Hatfield stormed Broadway too, working with directors of the calibre of Elia Kazan, Laurence Olivier and John Gielgud. Simultaneously, throughout the 1940s and 1950s, he developed an instantly recognisable screen persona - his characters were cold-eyed and scheming, at a remove. He appeared in Joan Of Arc with Ingrid Bergman, in El Cid with Charlton Heston and in The Left- Handed Gun with Paul Newman. He worked with Hepburn and Fonda, with Paulette Goddard and Sophia Loren.

In 1974, Hurd came to Ireland, visiting his Dorian Gray co-star, Angela Lansbury, at her home in Conna. Travelling around East Cork, he came across the spectacular, 13th-century sprawl of Ballinterry House. One of the oldest homes in the county, it was in danger of being knocked down when Hatfield intervened, picked it up for a song and spent the next 24 years renovating, decorating and refining it with infinite taste.

One of his closest friends here was the writer Sally Phipps, who remembers Hurd as driven and always creative - "he was a very original, a very innovative person. He was an artist really, that was his temperament". He didn't just act; he danced, sculpted, painted and taught, too.

Often seen knocking around Cork City (he was a regular at the Quay Co-op restaurant, where he'd charm the staff silly), Hurd was for many years a good friend and loyal supporter of the Cork Film Festival, to the extent that the organisers renamed their office building "Hatfield House" in his honour.

His later years were not without drama. Ballinterry House caught fire in 1991 and the north end was destroyed. Undaunted, Hatfield embarked on an ambitious and ultimately successful renovation programme. In January 1996, driving around in his battered Vauxhall Cavalier, he took a wrong turn and careered off a cliff, plummeting 30 feet on to Ballycroneen Strand. The car was a write-off, but Hurd was fine and grumbled about being kept in hospital overnight for observation.

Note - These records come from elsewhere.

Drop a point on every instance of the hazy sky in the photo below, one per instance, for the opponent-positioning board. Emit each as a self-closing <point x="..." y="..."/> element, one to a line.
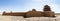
<point x="25" y="5"/>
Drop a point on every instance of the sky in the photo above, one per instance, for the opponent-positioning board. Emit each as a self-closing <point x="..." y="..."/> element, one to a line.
<point x="26" y="5"/>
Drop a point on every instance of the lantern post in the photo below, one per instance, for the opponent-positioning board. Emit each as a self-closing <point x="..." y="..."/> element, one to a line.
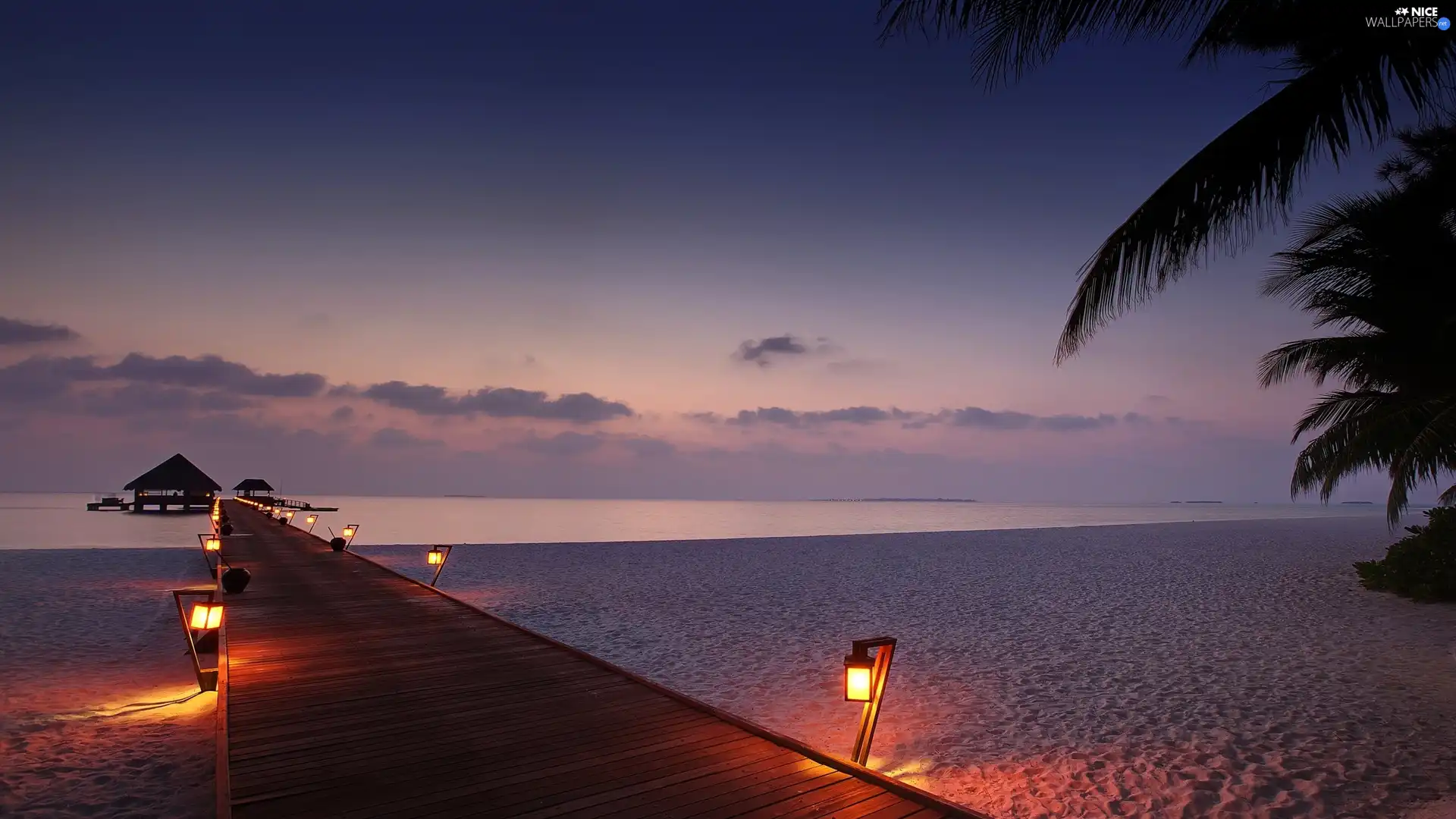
<point x="212" y="544"/>
<point x="201" y="627"/>
<point x="865" y="679"/>
<point x="437" y="557"/>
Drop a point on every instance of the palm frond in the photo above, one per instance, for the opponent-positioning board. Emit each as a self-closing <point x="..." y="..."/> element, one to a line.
<point x="1242" y="181"/>
<point x="1341" y="356"/>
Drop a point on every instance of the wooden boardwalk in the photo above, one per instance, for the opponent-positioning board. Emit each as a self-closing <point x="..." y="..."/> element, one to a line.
<point x="351" y="691"/>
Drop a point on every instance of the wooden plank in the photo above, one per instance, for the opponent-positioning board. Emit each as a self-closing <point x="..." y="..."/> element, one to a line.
<point x="353" y="691"/>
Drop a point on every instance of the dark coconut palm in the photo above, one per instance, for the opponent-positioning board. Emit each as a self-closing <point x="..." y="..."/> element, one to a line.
<point x="1341" y="82"/>
<point x="1381" y="268"/>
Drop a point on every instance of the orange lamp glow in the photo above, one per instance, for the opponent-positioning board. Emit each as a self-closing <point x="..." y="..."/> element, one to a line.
<point x="859" y="679"/>
<point x="206" y="615"/>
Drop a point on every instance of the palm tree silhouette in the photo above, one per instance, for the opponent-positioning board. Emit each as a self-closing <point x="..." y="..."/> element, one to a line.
<point x="1343" y="80"/>
<point x="1381" y="268"/>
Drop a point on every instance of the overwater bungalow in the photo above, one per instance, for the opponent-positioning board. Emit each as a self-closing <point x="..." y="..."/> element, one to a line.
<point x="175" y="484"/>
<point x="254" y="488"/>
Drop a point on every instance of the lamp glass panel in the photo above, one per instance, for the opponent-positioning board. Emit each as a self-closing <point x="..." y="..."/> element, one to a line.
<point x="858" y="684"/>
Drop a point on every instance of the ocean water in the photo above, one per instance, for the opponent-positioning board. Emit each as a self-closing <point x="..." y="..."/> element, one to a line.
<point x="60" y="521"/>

He continued working, wowing the Edinburgh Festival with a one-man show on James Whistler, which he also brought to Russia. His devotion to Russia's culture was intense and prompted an interest in its religion - on his deathbed, he was attended by a Russian Orthodox priest.

A story is told that back in 1986, at the funeral of another Dorian Gray co-star, Donna Reed, Hurd was given a portrait of the younger Dorian that had been used in the film. He brought it home to Rathcormac. "Maybe I'll stick it up in the attic," he said, "and wonder if we can somehow change places."